This initial JavaScript takes care of listening for clicks on the “select folder” button, and for now emits an alert with a message when the button is clicked. Save the file, give it a quick try to check that it works, and now we can bind on opening the folder dialog.

Add this JavaScript above the bindSelectFolderClick function:


function openFolderDialog () {
    var inputField = document.querySelector('#folderSelector');
    inputField.addEventListener('change', function () {
        var folderPath = this.value;
        alert('Folder path is ' + folderPath);
    }, false);
    inputField.click();
}

And in the bindSelectFolderClick function, replace this line:


alert('clicked on the button');

With this:


openFolderDialog();

Save the file, reload the app, and you’ll see that when you click on the button, the select folder dialog will appear. Once you’ve selected a folder, it will display the folder path in an alert dialog.

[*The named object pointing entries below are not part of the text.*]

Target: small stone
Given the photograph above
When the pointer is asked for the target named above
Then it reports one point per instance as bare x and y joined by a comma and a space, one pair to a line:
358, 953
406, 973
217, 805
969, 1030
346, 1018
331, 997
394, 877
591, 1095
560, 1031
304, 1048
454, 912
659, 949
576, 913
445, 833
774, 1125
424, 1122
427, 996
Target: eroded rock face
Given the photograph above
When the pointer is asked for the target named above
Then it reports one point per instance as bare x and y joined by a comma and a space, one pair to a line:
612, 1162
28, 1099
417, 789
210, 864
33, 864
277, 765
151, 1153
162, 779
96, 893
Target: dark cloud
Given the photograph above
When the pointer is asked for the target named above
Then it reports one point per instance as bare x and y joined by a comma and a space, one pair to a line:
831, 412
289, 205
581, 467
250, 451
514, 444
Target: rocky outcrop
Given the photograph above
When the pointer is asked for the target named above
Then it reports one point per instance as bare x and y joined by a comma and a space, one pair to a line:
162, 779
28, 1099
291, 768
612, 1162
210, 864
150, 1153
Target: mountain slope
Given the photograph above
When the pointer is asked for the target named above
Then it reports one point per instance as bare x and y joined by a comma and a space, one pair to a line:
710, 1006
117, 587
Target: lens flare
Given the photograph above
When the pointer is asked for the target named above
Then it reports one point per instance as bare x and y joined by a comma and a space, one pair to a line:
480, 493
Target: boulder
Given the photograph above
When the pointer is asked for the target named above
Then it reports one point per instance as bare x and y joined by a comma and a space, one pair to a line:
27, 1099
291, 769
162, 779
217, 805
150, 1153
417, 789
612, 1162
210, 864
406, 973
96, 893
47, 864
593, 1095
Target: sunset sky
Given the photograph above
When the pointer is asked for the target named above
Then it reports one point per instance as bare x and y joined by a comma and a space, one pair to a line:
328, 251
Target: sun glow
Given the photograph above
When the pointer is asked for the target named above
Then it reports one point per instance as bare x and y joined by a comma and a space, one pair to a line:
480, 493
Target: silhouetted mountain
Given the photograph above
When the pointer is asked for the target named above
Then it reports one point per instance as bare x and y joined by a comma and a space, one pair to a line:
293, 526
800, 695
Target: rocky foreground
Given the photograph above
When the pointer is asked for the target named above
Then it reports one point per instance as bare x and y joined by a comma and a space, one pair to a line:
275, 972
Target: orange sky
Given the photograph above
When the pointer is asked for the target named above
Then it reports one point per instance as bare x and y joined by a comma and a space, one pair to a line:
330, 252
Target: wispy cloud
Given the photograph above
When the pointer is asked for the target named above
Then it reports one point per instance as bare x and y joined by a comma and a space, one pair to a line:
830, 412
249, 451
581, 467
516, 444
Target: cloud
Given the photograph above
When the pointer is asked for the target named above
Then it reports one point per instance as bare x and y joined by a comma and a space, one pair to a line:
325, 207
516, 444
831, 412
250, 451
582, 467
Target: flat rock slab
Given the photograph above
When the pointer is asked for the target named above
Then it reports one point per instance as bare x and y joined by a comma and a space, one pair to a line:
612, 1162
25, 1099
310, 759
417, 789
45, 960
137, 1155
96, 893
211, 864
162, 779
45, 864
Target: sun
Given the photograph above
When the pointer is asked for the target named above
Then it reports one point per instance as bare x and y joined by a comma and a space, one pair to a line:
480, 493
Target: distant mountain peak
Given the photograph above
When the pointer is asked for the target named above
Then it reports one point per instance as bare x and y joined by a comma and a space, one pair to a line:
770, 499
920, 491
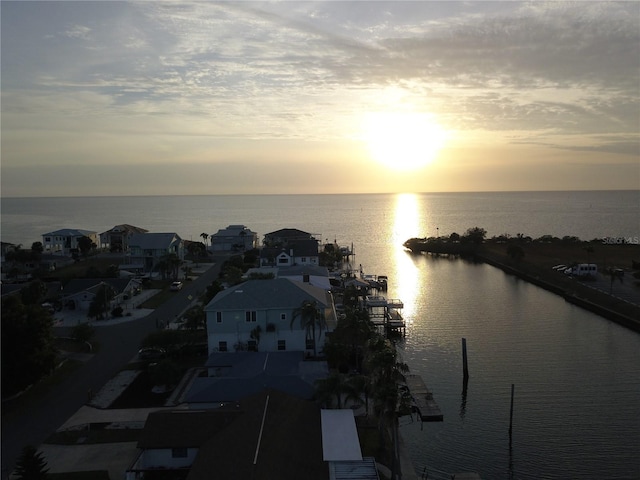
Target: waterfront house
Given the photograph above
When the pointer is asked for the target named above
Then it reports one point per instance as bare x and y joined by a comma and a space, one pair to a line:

Getting to this stage means that we are in a position to start finding out what photos exist in that folder, and start to display the photos.

Finding the photos

Now that we have a folder path, we can begin the process of finding all of the photos inside of that folder, and displaying them in the application. Taking a quick look bak at the user journey, we see that the select folder disappears when we select a folder, and a grid view of the photos in the folder appears in the app. We’ll need to do the following:

  1. Hide the select folder button
  2. Get a list of all the files that are in the folder.
  3. Filter out non-images files and directories from the list
  4. Show the photo grid view, with each grid item displaying a photo

Before we focus on hiding the select folder button, we’ll adjust the existing functions first. Now that we have a folder path, we’re going to want to pass that variable onto another function that will handle finding all of the files that exist in that folder. Ideally we want to pass this value to a function that isn’t necessarily defined inside of that function, but can be passed to the function when it is called. Let’s modify the openFolderDialog function’s code to look like this:


function openFolderDialog (cb) {
    var inputField = document.querySelector('#folderSelector');
    inputField.addEventListener('change', function () {
        var folderPath = this.value;
        cb(folderPath);
    });
    inputField.click();
}

The function now receives a variable called cb, which is a common abbreviation for callback. The “cb” variable is a function that will receive the folderPath variable. This is a good way to be able to have functions pass data onto other functions without having to hard-code function references inside a function, helping to keep function coupling low.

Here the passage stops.